Continue to APP crawler today, today is the data of Weibo list (24-hour list), the collected fields are:
The article is divided into the following content:
import requests import json import re import time import csv headers = { 'Host':'api.weibo.cn', 'Connection':'keep-alive', 'User-Agent':'Weibo/29278 (iPhone; iOS 11.4.1; Scale/2.00)' } f = open('1.csv','w+',encoding='utf-8',newline='') writer = csv.writer(f) writer.writerow(['user_id','user_location','user_gender','user_follower','text','created_time','reposts_count','comments_count','attitudes_count']) def get_info(url): res = requests.get(url,headers=headers) print(url) datas = re.findall('"mblog":(.*?),"weibo_position"',res.text,re.S) for data in datas: json_data = json.loads(data+')') user_id = json_data['user']['name'] user_location = json_data['user']['location'] user_gender = json_data['user']['gender'] user_follower = json_data['user']['followers_count'] text = json_data['text'] created_time = json_data['created_at'] reposts_count = json_data['reposts_count'] comments_count = json_data['comments_count'] attitudes_count = json_data['attitudes_count'] print(user_id,user_location,user_gender,user_follower,text,created_time,reposts_count,comments_count,attitudes_count) writer.writerow([user_id,user_location,user_gender,user_follower,text,created_time,reposts_count,comments_count,attitudes_count]) time.sleep(5) if __name__ =='__main__': urls = [ 'https://api.weibo.cn/2/cardlist?gsid=_2A252dh7LDeRxGeNM41oV-S_MzDSIHXVTIhUDrDV6PUJbkdANLVTwkWpNSf8_0j6hqTyDS0clYi-pzwDc2Kd8oj_d&wm=3333_2001&i=b9f7194&b=0&from=1088193010&c=iphone&networktype=wifi&v_p=63&skin=default&v_f=1&s=ef8eeeee&lang=zh_CN&sflag=1&ua= iPhone8,1__weibo__8.8.1__iphone__os11.4.1 & ft = 11 & aid = 01AuxGxLabPA7Vzz8ZXBUpkeJqWbJ1woycR3lFBdLhoxgQC1I. & moduleID = pagecard & scenes = 0 & uicode = 10000327 & luicode = 10000010 & count = 20 & extparam = discover & containerid = 102803_ctg1_8999 _-_ ctg1_8999_home & fid = 102803_ctg1_8999 _-_ ctg1_8999_home & lfid = 231091 & page = {} '. format (str (i)) for i in range(1,16)] for url in urls: get_info(url)

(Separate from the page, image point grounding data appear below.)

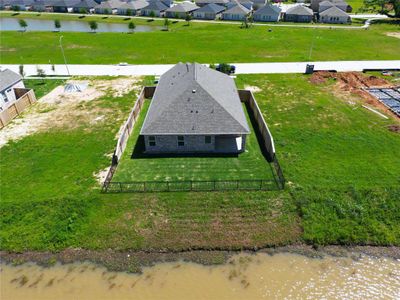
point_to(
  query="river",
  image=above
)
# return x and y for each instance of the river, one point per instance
(11, 24)
(244, 276)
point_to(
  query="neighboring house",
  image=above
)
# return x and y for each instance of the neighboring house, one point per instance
(299, 13)
(132, 7)
(236, 13)
(108, 7)
(180, 10)
(267, 13)
(334, 15)
(9, 80)
(195, 110)
(202, 3)
(157, 7)
(84, 6)
(343, 5)
(209, 12)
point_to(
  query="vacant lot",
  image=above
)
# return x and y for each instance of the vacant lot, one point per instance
(203, 43)
(135, 166)
(340, 161)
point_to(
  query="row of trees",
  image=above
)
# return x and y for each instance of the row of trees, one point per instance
(92, 24)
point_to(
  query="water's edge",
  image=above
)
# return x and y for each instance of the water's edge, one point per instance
(134, 261)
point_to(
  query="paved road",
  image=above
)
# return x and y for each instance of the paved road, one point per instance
(241, 68)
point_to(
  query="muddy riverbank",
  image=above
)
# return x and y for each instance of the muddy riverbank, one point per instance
(135, 261)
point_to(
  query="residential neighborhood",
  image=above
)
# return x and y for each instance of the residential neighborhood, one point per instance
(231, 10)
(199, 149)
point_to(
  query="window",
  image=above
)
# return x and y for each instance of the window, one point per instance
(181, 140)
(152, 141)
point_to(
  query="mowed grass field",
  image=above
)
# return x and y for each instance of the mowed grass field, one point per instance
(248, 165)
(339, 160)
(204, 43)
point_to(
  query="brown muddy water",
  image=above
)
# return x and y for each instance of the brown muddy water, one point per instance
(245, 276)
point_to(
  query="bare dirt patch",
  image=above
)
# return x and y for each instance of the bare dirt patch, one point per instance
(59, 109)
(253, 89)
(393, 34)
(351, 85)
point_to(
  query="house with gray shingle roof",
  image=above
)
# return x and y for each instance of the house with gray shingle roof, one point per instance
(195, 110)
(157, 7)
(334, 15)
(209, 12)
(236, 13)
(132, 7)
(180, 10)
(202, 3)
(299, 13)
(267, 13)
(9, 81)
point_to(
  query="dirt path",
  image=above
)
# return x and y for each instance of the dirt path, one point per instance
(64, 110)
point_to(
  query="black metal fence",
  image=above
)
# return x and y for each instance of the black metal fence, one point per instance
(189, 186)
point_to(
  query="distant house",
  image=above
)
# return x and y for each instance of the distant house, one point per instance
(134, 7)
(180, 10)
(108, 7)
(202, 3)
(267, 13)
(343, 5)
(9, 81)
(195, 110)
(84, 6)
(334, 15)
(157, 7)
(299, 13)
(209, 12)
(236, 13)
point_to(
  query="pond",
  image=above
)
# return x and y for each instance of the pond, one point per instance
(244, 276)
(11, 24)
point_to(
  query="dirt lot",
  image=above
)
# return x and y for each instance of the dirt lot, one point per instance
(351, 85)
(64, 110)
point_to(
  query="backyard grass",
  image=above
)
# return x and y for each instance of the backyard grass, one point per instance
(204, 43)
(248, 165)
(340, 160)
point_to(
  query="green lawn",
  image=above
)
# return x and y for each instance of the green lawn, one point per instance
(202, 42)
(340, 161)
(249, 165)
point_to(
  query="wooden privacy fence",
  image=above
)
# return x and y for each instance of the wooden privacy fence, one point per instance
(25, 97)
(146, 92)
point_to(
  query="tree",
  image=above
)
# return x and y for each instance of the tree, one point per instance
(41, 73)
(166, 23)
(93, 26)
(22, 23)
(131, 26)
(188, 18)
(57, 24)
(384, 7)
(152, 14)
(21, 70)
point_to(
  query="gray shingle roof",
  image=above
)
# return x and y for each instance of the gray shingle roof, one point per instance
(268, 9)
(8, 78)
(183, 7)
(211, 8)
(237, 9)
(156, 6)
(334, 12)
(300, 10)
(137, 4)
(192, 99)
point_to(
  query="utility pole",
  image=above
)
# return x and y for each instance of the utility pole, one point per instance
(62, 51)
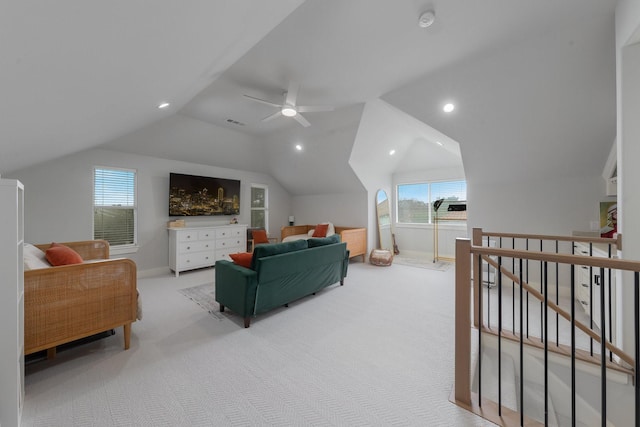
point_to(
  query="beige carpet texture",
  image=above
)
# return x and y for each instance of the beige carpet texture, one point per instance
(377, 351)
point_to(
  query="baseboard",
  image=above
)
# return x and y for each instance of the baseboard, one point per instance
(153, 272)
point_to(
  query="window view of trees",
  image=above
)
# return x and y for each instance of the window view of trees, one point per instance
(415, 201)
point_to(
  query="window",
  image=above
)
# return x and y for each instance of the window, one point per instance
(415, 202)
(259, 206)
(114, 206)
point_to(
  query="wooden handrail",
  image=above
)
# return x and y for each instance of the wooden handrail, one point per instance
(470, 255)
(532, 291)
(617, 264)
(585, 239)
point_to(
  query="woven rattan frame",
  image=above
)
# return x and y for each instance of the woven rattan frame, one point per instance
(66, 303)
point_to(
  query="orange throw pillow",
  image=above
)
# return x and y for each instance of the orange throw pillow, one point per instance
(242, 259)
(259, 236)
(59, 254)
(320, 230)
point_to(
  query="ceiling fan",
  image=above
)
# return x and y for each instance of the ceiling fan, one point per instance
(289, 108)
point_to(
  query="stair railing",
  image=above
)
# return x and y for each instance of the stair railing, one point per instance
(470, 263)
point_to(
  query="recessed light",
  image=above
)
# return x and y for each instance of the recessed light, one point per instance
(427, 19)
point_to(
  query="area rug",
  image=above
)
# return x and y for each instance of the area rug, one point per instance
(422, 263)
(204, 296)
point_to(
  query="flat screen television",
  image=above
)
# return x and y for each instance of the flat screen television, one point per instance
(192, 195)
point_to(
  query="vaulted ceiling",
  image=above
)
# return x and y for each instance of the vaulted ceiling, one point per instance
(527, 77)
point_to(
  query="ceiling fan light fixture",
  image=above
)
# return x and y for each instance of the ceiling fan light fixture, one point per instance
(289, 111)
(427, 19)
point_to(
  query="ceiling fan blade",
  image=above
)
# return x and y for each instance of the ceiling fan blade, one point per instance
(314, 108)
(292, 94)
(262, 101)
(273, 116)
(300, 119)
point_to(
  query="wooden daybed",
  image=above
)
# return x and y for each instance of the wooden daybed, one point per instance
(356, 238)
(69, 302)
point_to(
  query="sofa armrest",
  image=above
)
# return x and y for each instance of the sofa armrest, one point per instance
(69, 302)
(236, 287)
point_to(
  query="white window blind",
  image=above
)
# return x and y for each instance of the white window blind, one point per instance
(114, 206)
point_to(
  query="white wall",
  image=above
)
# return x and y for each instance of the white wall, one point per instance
(59, 197)
(342, 209)
(628, 131)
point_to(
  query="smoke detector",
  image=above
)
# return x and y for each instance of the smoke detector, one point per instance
(427, 19)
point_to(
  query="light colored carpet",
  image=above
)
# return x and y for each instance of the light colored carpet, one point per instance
(377, 351)
(205, 296)
(422, 262)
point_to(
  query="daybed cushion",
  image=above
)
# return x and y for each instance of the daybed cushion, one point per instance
(34, 258)
(242, 258)
(259, 236)
(321, 241)
(270, 249)
(320, 230)
(59, 254)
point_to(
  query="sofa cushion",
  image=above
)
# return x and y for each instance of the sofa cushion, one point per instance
(242, 258)
(59, 254)
(271, 249)
(34, 258)
(321, 241)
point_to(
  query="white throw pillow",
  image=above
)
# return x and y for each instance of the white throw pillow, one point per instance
(34, 258)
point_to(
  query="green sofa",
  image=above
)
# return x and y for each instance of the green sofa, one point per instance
(280, 273)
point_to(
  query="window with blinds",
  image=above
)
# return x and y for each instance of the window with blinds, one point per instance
(259, 205)
(114, 206)
(415, 202)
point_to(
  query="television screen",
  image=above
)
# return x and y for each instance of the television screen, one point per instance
(191, 195)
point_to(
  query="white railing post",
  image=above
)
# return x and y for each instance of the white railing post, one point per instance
(463, 322)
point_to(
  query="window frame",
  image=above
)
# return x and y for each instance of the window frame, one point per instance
(265, 208)
(446, 224)
(129, 247)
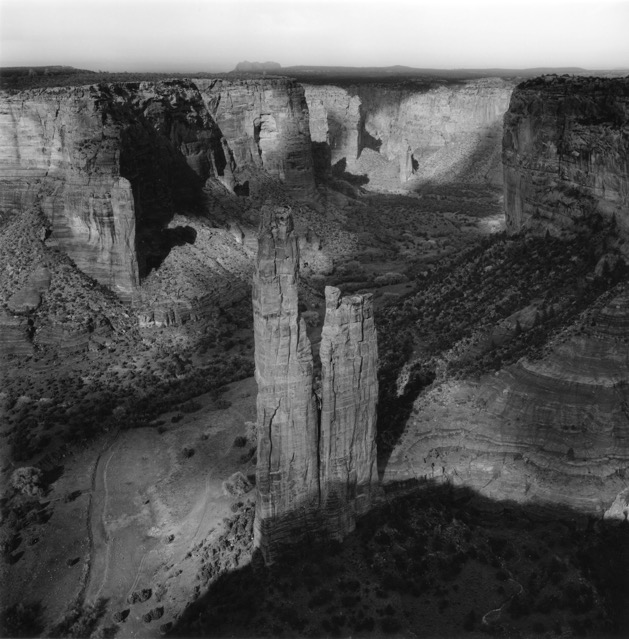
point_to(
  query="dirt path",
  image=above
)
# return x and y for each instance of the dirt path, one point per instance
(120, 516)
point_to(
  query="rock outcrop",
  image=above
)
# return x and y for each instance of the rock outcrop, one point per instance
(265, 123)
(395, 133)
(552, 430)
(257, 67)
(566, 154)
(287, 478)
(349, 395)
(315, 472)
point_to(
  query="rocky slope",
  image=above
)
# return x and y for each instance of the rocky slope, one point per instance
(265, 123)
(349, 394)
(316, 471)
(426, 132)
(566, 154)
(551, 430)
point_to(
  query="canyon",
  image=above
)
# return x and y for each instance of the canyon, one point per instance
(133, 217)
(316, 467)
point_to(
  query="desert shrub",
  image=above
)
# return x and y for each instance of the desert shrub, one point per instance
(120, 615)
(236, 485)
(28, 481)
(389, 279)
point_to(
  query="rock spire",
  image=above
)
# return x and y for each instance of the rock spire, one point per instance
(316, 466)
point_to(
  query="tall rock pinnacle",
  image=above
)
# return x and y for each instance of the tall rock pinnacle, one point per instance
(316, 472)
(287, 472)
(349, 394)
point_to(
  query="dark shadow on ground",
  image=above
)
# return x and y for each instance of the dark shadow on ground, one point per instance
(430, 559)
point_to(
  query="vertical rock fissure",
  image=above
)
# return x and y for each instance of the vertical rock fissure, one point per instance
(315, 471)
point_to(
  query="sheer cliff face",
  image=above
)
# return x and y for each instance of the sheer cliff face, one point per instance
(287, 475)
(57, 147)
(349, 395)
(335, 120)
(265, 123)
(434, 133)
(110, 165)
(105, 163)
(566, 154)
(552, 430)
(316, 472)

1. visualize some user IDs. The larger font is listed twice (the most listed in this statistics is 2 times).
Then carry out data processing and statistics on the area. It can be seen that the users located in Beijing are the most (big V are all in Beijing).
df['location'] = df['user_location'].str.split('').str[0]
Next, let's look at the gender ratio of users: male users account for more.
Finally, let’s take a look at the top ten big V fans on the list:
1. the time data is processed, and the hour time period is taken out.
Next, let’s take a look at the top ten users on Weibo who liked it.
Finally, draw a word cloud diagram of Weibo articles.